Member of the Bangladesh Parliament for Noakhali-4
- In office 25 January 2009 – 6 August 2024
- Preceded by: Md. Shahjahan

Personal details
- Born: 9 June 1962 (age 63) Noakhali, East Pakistan, Pakistan
- Party: Bangladesh Awami League
- Spouse: Kamrun Nahar Shiule
- Education: HSC

= Ekramul Karim Chowdhury =

Bangladeshi politician

Ekramul Karim Chowdhury (born 9 June 1962) is a Bangladesh Awami League politician and a former member of parliament from Noakhali-4.

== Early life ==
Chowdhury was born on 9 June 1962 in Noakhali. He has studied up to Higher Secondary School Certificate.

== Career ==
Chowdhury was elected to parliament from Noakhali-4 as an Awami League candidate in 2008.

Chowdhury was re-elected in an uncontested election in 2014 which was boycotted by all major opposition parties.

Chowdhury was re-elected in 2018 as an Awami League candidate beating his nearest rival Md.
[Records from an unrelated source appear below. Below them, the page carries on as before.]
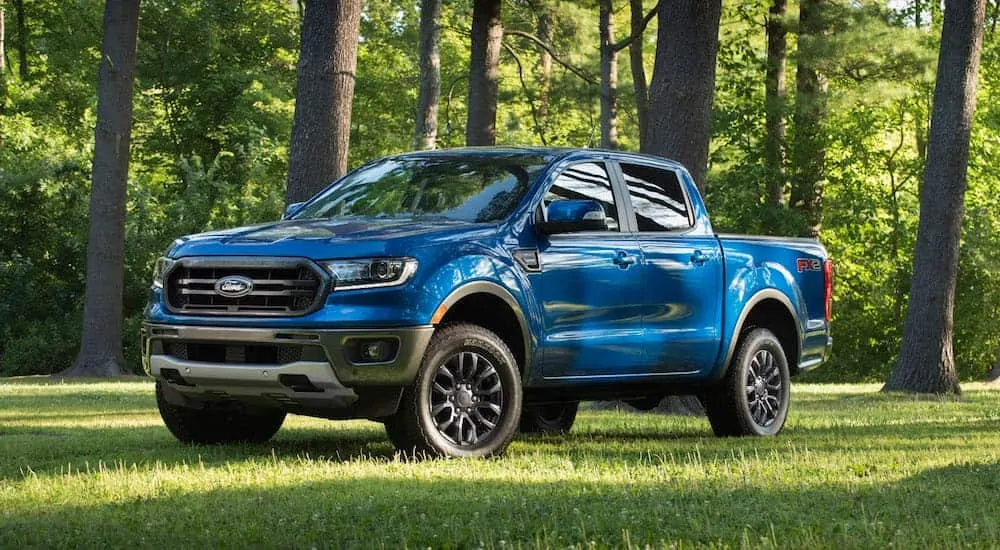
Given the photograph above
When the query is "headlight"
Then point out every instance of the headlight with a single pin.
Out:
(161, 267)
(370, 272)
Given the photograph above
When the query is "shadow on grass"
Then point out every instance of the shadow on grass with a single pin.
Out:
(950, 506)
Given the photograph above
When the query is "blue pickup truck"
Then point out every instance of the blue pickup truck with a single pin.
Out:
(461, 296)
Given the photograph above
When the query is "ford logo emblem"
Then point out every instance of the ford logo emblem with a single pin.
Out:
(235, 286)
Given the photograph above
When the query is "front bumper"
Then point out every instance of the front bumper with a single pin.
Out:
(321, 375)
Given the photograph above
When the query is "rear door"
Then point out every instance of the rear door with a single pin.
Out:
(590, 285)
(682, 272)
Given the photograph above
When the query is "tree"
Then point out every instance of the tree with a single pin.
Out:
(22, 40)
(774, 107)
(3, 62)
(681, 92)
(430, 74)
(321, 129)
(101, 345)
(546, 33)
(927, 359)
(484, 71)
(639, 85)
(609, 77)
(810, 110)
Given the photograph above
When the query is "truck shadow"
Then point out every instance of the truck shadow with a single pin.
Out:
(458, 511)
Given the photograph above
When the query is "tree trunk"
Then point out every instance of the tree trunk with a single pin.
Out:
(809, 152)
(3, 49)
(639, 70)
(430, 74)
(680, 98)
(321, 131)
(101, 345)
(994, 376)
(484, 69)
(3, 63)
(22, 41)
(774, 109)
(609, 78)
(546, 32)
(927, 360)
Shahjahan of Bangladesh Nationalist Party.

On 23 June 2020 Chowdhury requested Prime Minister Sheikh Hasina to take action against the "Mithu Syndicate", led by Motazzaroul Islam Mithu, responsible for corruption in the healthcare industry of Bangladesh on Facebook live.

In July 2019, Chowdhury was criticised for posting photos of teenagers on Facebook he said were kissing in a public park and then handing them over to the police.

Chowdhury accused Obaidul Quader, general secretary of the Awami League of belonging to a family of razakars, those who fought against the independence of Bangladesh, in January 2021 on Facebook live. His comments were protested by Nagorik Samaj who called for an eight hour strike in Companiganj Upazila, Noakhali District.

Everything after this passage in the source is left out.